Inequality of pensions and inheritances in the Netherlands

Spotlight Interview Sigrid Hemels

Sigrid Hemels, Professor of Tax Law at Erasmus School of Law, was invited to the programme Scheefgroei. The episode in which she was featured discussed pensions and the uneven distribution of pensions amongst the Dutch population. Hemels spoke about two subjects: pensions and the company succession system, which applies when children take over their parents’ business.

People are quickly distraught when their pensions are at stake. Hemels noticed this by the number of comments on her column in Het Financieele Dagblad, in which she argued in favor of taxing the OAW. This way, it would not only be paid for by the working population but also by the retirees: “you meddle with their income, so I get that.”

The same goes for the discussion about the company succession system. This system offers a sizable exemption from the gift and inheritance tax when children take over and continue the family business. “If you inherit five per cent or more of the shares of a company, which is quite a small amount, the first million euros of value are exempted from tax. The surplus is exempted from tax for 83 per cent. From the Dutch Tax Authorities' statistics, it was found that a group of around three hundred people inherit over five million (on average 19 million) and only pay 1,1 per cent tax”, according to Hemels. She then wonders whether we have not taken this too far: “Why should someone who inherits shares from a company in which family members hold shares pay little to no inheritance tax, and should someone who inherits other forms of capital pay 10 to 20 percent in taxes? A company is not devalued because family members are shareholders.”

Another guest present at the show Scheefgroei suggested that taxation in the case of family businesses inheritance can also have undesired effects. When children choose not to continue the business, the way is paved for foreign investors, after which the question was posed whether this would necessarily be detrimental to the company and employment in the Netherlands.

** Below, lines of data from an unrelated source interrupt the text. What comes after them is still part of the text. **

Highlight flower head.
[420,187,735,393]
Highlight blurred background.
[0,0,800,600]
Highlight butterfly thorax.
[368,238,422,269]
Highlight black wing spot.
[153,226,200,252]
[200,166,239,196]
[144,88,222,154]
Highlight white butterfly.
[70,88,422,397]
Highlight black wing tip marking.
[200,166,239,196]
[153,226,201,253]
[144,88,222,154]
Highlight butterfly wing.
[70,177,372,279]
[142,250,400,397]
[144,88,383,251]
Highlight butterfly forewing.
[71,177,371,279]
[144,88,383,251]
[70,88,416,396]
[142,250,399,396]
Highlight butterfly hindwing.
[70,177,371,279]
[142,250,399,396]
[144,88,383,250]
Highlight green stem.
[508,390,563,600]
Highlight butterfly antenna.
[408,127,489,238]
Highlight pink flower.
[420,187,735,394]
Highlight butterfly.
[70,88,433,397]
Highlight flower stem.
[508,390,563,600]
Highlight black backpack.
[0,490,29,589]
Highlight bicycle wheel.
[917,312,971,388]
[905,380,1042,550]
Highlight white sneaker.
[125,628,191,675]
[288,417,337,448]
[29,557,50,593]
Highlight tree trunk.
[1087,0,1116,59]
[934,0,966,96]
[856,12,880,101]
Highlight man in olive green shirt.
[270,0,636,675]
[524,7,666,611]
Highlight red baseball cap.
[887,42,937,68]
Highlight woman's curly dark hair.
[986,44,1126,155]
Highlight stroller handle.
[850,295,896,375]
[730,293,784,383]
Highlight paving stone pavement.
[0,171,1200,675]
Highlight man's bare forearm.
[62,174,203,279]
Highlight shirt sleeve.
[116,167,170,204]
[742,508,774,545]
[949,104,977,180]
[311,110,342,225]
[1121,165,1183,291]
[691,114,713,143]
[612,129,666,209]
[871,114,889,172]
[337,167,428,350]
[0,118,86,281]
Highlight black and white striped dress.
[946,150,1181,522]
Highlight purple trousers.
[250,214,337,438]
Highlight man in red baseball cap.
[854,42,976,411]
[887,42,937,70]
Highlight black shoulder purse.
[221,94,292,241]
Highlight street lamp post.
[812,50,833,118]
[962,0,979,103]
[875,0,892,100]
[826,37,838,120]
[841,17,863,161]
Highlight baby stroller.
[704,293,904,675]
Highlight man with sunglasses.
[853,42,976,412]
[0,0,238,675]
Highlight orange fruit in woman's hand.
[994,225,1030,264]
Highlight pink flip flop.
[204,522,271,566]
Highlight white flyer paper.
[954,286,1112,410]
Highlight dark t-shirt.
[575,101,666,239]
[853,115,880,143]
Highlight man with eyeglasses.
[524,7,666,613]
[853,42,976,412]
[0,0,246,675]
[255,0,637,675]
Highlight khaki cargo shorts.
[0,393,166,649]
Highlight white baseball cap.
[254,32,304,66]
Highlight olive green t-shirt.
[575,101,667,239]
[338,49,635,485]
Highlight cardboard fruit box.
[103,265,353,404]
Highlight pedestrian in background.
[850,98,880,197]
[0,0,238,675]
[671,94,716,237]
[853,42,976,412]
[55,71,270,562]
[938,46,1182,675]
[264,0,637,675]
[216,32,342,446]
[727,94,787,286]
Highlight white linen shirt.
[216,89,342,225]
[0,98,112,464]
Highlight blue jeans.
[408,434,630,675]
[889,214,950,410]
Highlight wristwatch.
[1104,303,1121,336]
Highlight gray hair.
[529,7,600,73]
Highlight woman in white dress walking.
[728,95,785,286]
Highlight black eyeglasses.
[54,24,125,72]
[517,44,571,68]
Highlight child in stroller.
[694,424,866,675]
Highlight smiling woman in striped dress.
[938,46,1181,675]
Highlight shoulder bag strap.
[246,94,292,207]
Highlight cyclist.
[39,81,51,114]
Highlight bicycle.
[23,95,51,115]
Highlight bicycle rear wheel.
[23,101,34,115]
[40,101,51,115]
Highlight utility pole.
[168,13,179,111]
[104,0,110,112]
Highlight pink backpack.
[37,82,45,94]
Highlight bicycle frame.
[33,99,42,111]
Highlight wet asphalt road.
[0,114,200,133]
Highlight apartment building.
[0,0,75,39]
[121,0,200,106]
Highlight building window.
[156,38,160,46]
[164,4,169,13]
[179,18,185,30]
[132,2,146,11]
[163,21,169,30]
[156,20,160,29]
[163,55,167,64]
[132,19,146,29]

Without the current business succession system, operational management does not seem to be threatened. “Research by the Dutch Tax Authority shows that 75 per cent of the companies that use the business succession system generate enough fluid assets to be able to pay taxes at the moment of inheritance. That indeed means that some of the money has to leave the family business”, explains Hemels. For companies that are unable to pay the taxes, other arrangements can be made. The numbers show that the heirs of family businesses can carry a more equal treatment as other heirs. This would be more fitting when other forms of capital inheritance are considered.

In the period between the recording and the broadcasting of the TV programme, the following has been included in the coalition agreement: “The continuity of family businesses is being supported by making business succession simpler and fairer. At the same time, inequal use of the system is being counteracted.”